Un ex-inspecteur à la conformité de l'Organisme canadien de réglementation du commerce des valeurs mobilières (OCRCVM) soutient avoir été congédié pour son insistance à demander la poursuite d'une enquête au sujet d'allégations de transactions douteuses réalisées par des représentants d'une importante firme de courtage établie à Montréal.

David A. Kennedy a déposé une action de 1,6 million de dollars contre l'OCRCVM à la suite de ce licenciement qu'il estime injustifié survenu en septembre 2011. «Le plaignant a été congédié parce qu'il a simplement exercé sa responsabilité de mettre les intérêts des investisseurs au premier plan, au meilleur de ses connaissances», dit la requête soumise à la Cour supérieure.

M. Kennedy ne nomme pas la société de courtage et n'a pas voulu l'identifier au cours d'un entretien avec La Presse Affaires, en raison des engagements de confidentialité qui le lient à l'OCRCVM, a-t-il expliqué. Sa poursuite fait référence au dossier NJL, mais le document précise que l'abréviation n'a rien de commun avec le nom de la société.

L'ex-inspecteur y raconte en détail la genèse de son intérêt professionnel pour NJL et ses soupçons quant au fait que des représentants de la firme ont multiplié les transactions au détriment de leurs clients, dans le seul but de gonfler leurs commissions, au printemps 2009. Il reproche à l'Organisme de ne pas avoir pris ses préoccupations au sérieux et de ne pas avoir réalisé une enquête approfondie avant de conclure qu'il n'y avait pas lieu de sévir contre NJL.

Jointe par La Presse Affaires, Carmen Crépin, vice-président Québec de l'OCRCVM, n'a pas voulu faire de commentaire au sujet de la poursuite de M. Kennedy - parce que le litige est dorénavant à l'attention d'un tribunal - mais elle a indiqué que l'organisme va «contester vigoureusement» toutes les allégations de son ex-employé.

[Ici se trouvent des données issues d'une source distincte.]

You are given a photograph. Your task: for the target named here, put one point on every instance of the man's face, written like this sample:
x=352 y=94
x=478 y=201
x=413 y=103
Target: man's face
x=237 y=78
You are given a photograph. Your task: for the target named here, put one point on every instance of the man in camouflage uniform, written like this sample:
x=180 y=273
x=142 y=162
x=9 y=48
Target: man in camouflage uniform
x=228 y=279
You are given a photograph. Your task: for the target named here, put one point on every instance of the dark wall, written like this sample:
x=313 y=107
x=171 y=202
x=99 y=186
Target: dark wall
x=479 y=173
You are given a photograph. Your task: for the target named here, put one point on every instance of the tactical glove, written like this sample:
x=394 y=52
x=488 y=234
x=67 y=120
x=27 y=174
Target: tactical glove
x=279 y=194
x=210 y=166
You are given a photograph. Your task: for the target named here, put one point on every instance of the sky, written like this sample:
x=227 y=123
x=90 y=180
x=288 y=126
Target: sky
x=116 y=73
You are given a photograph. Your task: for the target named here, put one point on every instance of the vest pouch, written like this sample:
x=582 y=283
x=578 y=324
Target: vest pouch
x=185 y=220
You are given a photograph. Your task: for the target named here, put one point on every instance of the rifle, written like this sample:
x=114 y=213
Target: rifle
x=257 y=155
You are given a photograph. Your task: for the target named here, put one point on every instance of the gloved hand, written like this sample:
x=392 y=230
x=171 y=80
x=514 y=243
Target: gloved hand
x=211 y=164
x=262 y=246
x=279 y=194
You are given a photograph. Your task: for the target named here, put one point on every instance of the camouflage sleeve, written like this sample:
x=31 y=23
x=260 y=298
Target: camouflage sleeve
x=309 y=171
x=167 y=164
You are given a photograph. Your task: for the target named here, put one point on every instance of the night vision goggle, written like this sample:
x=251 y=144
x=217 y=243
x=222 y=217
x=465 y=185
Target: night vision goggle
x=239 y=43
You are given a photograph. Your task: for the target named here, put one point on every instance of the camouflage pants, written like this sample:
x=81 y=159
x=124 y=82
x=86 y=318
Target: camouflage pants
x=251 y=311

Dans une lettre adressée à M. Kennedy en novembre 2011, l'Organisme a soutenu que son départ n'a aucun lien avec le dossier NJL.

David A. Kennedy travaillait pour la société TradeFreedom Securities à titre de vice-président et chef de la conformité lorsque l'OCRCVM lui a proposé un emploi d'inspecteur principal à son service de la conformité, au cours de l'été 2007, dit la poursuite pilotée à l'origine par le cabinet Tutino Edwards Joseph, mais qui n'est plus au dossier depuis août dernier. M. Kennedy assure être actuellement à la recherche d'un avocat.

En juillet 2008, il a commencé à s'intéresse au dossier NJL, qui a rapidement été référé au département des enquêtes. Consulté par son supérieur un an plus tard sur cette affaire qu'il continuait à suivre sans y être directement impliqué, M. Kennedy dit avoir à nouveau expliqué ses préoccupations concernant le comportement des représentants de NJL et avance avoir même soumis cinq cas semblables précédemment examinés par l'OCRCVM et ayant mené à des sanctions disciplinaires.

Rencontre au sommet

Insatisfait de la progression du dossier par la suite, M. Kennedy a contacté de nombreuses personnes à l'interne au cours des mois suivants et s'est adressé directement à la direction de l'Organisme. Il soutient avoir participé à une téléconférence sur le dossier NJL avec le président et chef de la direction et un des vice-présidents de l'OCRCVM, le 25 octobre 2010. Il aurait préparé après coup un rapport de 22 pages à l'intention de Mme Crépin.

M. Kennedy dit avoir eu en avril 2011 la première évaluation négative de son travail depuis son entrée en fonction. Pendant ses vacances, au mois d'août, il aurait reçu un courriel indiquant que le dossier NJL était clos et un appel, le 1er septembre, pour l'aviser que la direction des ressources humaines voulait le rencontrer. Le 6 septembre, deux options lui ont été offertes: continuer à travailler à l'Organisme avec la promesse d'améliorer certaines aptitudes, notamment de communication, ou quitter son emploi. M. Kennedy dit avoir choisi la première, mais aurait tout de même été congédié le 20 septembre 2011.